The bridegroom is here! Go out and meet him.
Those who were ready went in with him to the wedding hall and the door was closed.
So stay awake, because you do not know either the day or the hour.
My soul is thirsting for you O Lord my God.
We believe that Jesus died and rose again, and that it will be the same for those who have died in Jesus.
to the point
In the parable there is no doubt that the bridegroom will come. What is unexpected is his long delay which reveals the wisdom of those virgins who were prepared. For us the delay is not a time for sleeping but a crucial time that requires the wisdom to know both that Christ will do his part in seeking us and that we must do our part in seeking God with hope and urgency.
Connecting the Gospel
to the first reading and responsorial psalm
Read in a Christian perspective, the wisdom about which the first reading speaks is Christ who seeks us. The responsorial psalm underscores our seeking (thirsting for) God.
to Christian living
We rarely, if ever, view our daily Christian living in light of the final coming of Christ. But his final coming is, in fact, the context which gives meaning to our daily behaviour and our ongoing hope.
Preparedness and judgment
The gospel addresses the problem of the delayed parousia (= the return of Christ in glory; see Advent 1). This parable of the ten maidens describes Christians who are wise and thus prepared, and some who are foolish and thus unprepared. When the bridegroom (= Jesus) returns (= Second Coming), judgment will take place: the wise will be admitted to the banquet (see Sunday 27) but the foolish will be shut out. Similar images of separating and judgment are found in the parables of the weeds and wheat (13:24-43 – Sunday 16), the fishnet which gathers both good and bad fish (13:47-50 – Sunday 17), and the sheep and goats (25:31-46 – Christ the King). In each case the good will be separated from the bad on judgment day. Positively, the delay of Christ’s coming means that there is time for the foolish to change their lives in order to be properly prepared (cf. 2 Peter 3:9). But the delay will not be indefinite; indeed, the bridegroom could come at any moment.
The ‘wise’ and the ‘foolish’ were also discussed in the parable of two men who build their houses, one on sand and the other on solid rock; when the storm comes (i.e., the end-time crisis) the wise who built on rock will stand, but the foolish will be swept away (7:24-27/Sunday 9, displaced this year). In both parables one’ ‘wisdom’ is measured by taking action that will assure a favourable judgment.
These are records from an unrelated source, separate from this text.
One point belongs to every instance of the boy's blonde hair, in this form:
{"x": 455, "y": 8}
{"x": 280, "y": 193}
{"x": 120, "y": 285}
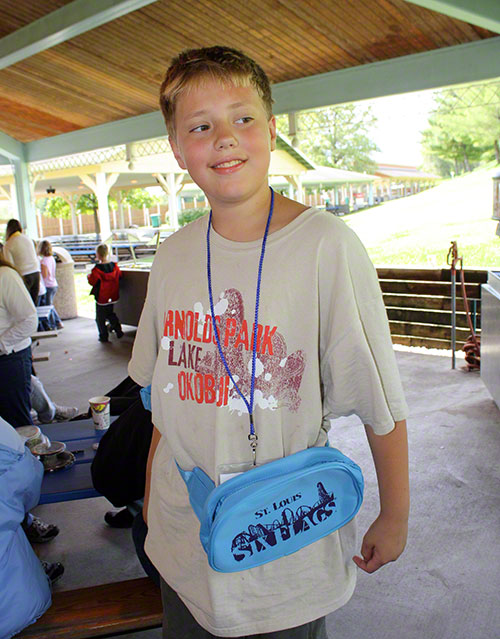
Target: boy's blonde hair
{"x": 223, "y": 64}
{"x": 45, "y": 248}
{"x": 102, "y": 251}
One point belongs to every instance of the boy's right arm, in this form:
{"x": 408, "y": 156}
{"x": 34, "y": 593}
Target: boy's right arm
{"x": 152, "y": 449}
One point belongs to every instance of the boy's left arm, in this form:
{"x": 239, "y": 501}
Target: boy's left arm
{"x": 386, "y": 538}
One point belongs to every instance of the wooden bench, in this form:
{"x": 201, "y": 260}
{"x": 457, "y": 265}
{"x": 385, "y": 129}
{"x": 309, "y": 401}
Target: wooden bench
{"x": 44, "y": 334}
{"x": 41, "y": 356}
{"x": 100, "y": 611}
{"x": 418, "y": 304}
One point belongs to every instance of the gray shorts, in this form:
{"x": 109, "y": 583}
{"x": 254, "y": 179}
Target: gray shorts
{"x": 179, "y": 623}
The first reading offers a consoling complement to parables of preparedness and judgment. In such parables it seems that all the work and effort is up to Christians: we must eagerly seek out that wisdom which leads to salvation. But ‘wisdom’ also seeks us out. In Wisdom literature ‘wisdom’ is personified as an aspect of God’s presence. When Lady Wisdom (see Proverbs 8, Sirach 24) ‘hastens to make herself known’ (Wis 6:13), ‘seek[s] those worthy of her,’ ‘graciously appears to them . . . and meets them with all solicitude’ (6:16), it is God who is reaching out. In our thirst for God (responsorial psalm), God in Christ actively seeks us out.